A new sculpture that works in tandem with the pyramid on the Donkin Reserve in Port Elizabeth has been erected with the aim of projecting love and unity.
The art installation that includes a mirror, running water and a stone to match those on the pyramid was built to both enrich the area and to provide the sound of water to the precinct – something which used to occur naturally but has not been heard in decades.
It was commissioned by Ummi Properties owner Ken Denton, who is developing and renovating large portions of Constitution Hill.
Celebrated Bay artist Louwrens Westraad’s latest work Thandani – which means to love – is on the corner of Athol Fugard Terrace and Donkin Street, on Constitutional Hill.
“My latest mixed-media and stone public sculpture reflects on the eternal existence of human relationships, perpetual progress and mythology.
“The construction phase included natural rocks and pebbles that I selected from various locations in the Bay and is a symbolic process representing a better life for the city’s residents and the country at large,” he said.
Westraad collected stones from Motherwell, Summerstrand, Malabar, Seaview and Helenvale, among other areas.

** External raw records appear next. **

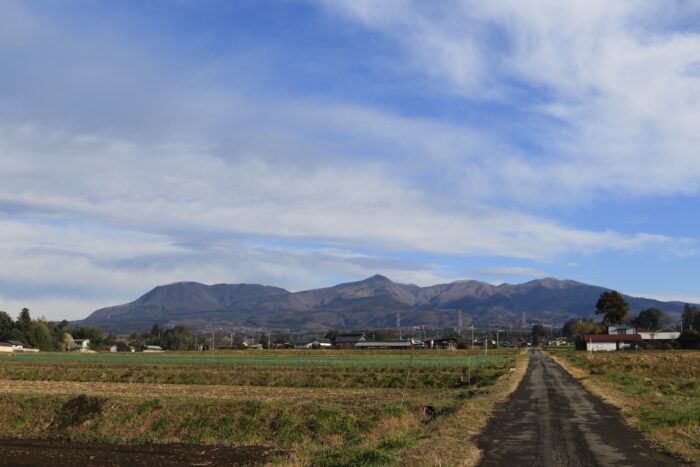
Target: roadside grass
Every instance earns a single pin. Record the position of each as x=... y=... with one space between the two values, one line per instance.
x=657 y=391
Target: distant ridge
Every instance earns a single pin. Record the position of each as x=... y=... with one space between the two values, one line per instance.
x=371 y=303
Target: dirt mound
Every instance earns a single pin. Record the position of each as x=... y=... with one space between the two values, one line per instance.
x=78 y=409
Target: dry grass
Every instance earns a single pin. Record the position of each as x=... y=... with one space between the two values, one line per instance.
x=343 y=396
x=451 y=443
x=656 y=391
x=314 y=425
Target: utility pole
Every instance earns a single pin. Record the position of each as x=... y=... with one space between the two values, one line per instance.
x=497 y=331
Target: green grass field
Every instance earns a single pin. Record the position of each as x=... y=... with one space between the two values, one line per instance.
x=659 y=392
x=326 y=408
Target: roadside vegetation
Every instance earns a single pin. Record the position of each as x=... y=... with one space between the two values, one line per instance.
x=658 y=392
x=311 y=414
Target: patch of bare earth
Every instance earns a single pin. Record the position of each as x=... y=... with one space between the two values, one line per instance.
x=342 y=396
x=19 y=452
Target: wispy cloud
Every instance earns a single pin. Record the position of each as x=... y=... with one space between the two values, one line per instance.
x=515 y=271
x=130 y=160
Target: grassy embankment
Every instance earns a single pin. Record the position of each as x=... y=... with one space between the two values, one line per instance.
x=657 y=391
x=313 y=408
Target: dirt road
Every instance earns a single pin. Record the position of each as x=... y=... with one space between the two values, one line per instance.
x=552 y=420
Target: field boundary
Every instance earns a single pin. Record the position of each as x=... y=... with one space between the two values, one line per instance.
x=610 y=394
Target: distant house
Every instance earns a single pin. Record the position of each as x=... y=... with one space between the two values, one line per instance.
x=81 y=345
x=609 y=342
x=446 y=343
x=558 y=342
x=321 y=343
x=14 y=346
x=348 y=340
x=391 y=344
x=660 y=335
x=621 y=329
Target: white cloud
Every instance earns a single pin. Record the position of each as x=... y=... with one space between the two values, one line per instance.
x=614 y=77
x=509 y=271
x=116 y=179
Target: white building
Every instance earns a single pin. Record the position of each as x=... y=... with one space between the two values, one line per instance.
x=621 y=329
x=660 y=335
x=610 y=342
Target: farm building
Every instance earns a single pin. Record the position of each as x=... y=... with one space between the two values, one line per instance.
x=392 y=344
x=321 y=343
x=660 y=335
x=348 y=340
x=12 y=346
x=558 y=342
x=609 y=342
x=447 y=343
x=621 y=329
x=81 y=345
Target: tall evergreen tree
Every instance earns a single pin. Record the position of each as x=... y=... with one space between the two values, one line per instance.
x=613 y=306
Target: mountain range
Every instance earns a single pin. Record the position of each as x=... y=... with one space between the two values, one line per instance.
x=373 y=303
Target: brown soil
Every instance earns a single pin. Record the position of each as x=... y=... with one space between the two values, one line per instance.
x=75 y=411
x=17 y=452
x=344 y=396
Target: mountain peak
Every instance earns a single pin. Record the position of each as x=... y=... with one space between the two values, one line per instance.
x=377 y=278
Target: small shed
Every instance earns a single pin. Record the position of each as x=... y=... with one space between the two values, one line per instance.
x=321 y=343
x=611 y=342
x=621 y=329
x=391 y=344
x=348 y=340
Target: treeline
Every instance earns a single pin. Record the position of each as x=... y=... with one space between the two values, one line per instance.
x=40 y=333
x=177 y=338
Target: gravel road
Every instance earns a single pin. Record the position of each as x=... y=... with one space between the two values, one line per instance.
x=552 y=420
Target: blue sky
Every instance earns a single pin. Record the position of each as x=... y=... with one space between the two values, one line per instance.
x=305 y=143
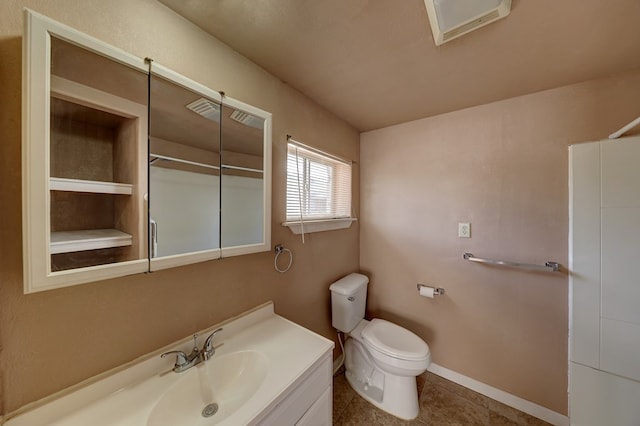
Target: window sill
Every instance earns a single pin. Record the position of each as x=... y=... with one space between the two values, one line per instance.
x=319 y=225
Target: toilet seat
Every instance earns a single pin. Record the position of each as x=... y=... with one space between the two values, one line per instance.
x=392 y=340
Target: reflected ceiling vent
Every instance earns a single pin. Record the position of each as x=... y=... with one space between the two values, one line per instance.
x=450 y=19
x=246 y=119
x=206 y=108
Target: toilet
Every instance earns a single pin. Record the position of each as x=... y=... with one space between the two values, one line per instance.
x=382 y=359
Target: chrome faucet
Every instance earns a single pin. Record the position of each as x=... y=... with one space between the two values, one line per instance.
x=185 y=362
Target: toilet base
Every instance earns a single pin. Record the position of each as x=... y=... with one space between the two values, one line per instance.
x=397 y=395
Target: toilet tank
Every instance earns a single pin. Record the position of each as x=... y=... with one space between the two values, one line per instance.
x=348 y=301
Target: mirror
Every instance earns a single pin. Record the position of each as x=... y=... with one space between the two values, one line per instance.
x=130 y=167
x=184 y=171
x=243 y=176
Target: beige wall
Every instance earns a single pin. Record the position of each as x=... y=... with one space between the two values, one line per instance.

The project, which started in June, reached its completion this week but, as Westraad explained, the sculpture is a developing art piece and weighs about 30 tons.
“This belongs to the community,” he said.

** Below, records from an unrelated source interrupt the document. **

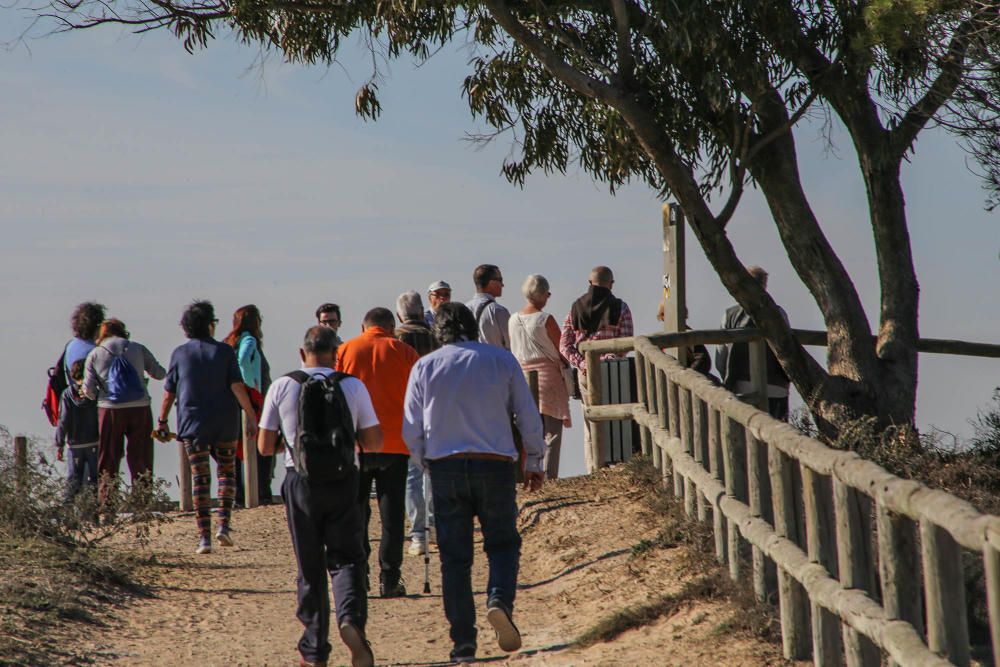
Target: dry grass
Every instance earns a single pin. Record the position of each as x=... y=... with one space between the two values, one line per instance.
x=752 y=620
x=57 y=583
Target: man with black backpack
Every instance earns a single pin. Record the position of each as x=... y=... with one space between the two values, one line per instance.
x=322 y=416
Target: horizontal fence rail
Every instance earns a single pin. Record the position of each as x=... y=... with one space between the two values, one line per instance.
x=864 y=565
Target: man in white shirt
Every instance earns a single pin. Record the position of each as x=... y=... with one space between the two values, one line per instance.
x=324 y=519
x=491 y=317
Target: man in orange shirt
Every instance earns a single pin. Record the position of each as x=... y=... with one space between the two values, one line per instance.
x=383 y=363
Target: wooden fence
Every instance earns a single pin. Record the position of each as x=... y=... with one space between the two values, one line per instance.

“During the production process, I engaged a lot with people in the area and it made me realise how much people play a role in art spaces in the city.
“My idea or hope would be that people come here and use this fountain as a wishing pond and a space of reflection but instead of throwing in a coin, I would like people to place a pebble, perhaps from a differviewing ent part of the world or from their homes, to form part of this piece,” he said.
“I want people to form a relationship with the piece and become part of something in the city.”
Embedded on top of the sculpture sits a “confident and peaceful” woman figure, growing from the shadows.
The various alternative perspectives of the structures that surround her, celebrate women from all corners of the world.
Her features can be described as a combination of Khoi-Afro-Euro and Asian influences.
“The simple, universal narrative and intimate core of the Thandani public sculpture remains love, a place where anybody can wish for anything good to come true, be it under rainy, open blue skies or at night with twinkling stars above your head.
“I had a tough time coming up with this concept because I didn’t create it for a particular person or thing but love has a larger meaning for everyone and it made me realise there’s always a place for love and it is very necessary.”
He said the artwork also includes two historic reminders more than a century and-a-half since Sir Rufane Donkin built the Donkin stone pyramid – a “love” stone sculpture at the top entrance of the Donkin – and secondly the sound of water running once again in the precinct.
The pre-designed atmospheric LED lights components can be viewed every day of the week from 5pm to midnight.
Westraad’s other large-scale sculptures in the Bay include the 7m-high Ujiva (which means dance) at the Baywest Mall and the popular 8m-long New Horizon metal oxen and wagon artwork, also in the Donkin precinct.
He is in pre-production phase of more large-scale sculptures, both locally and internationally.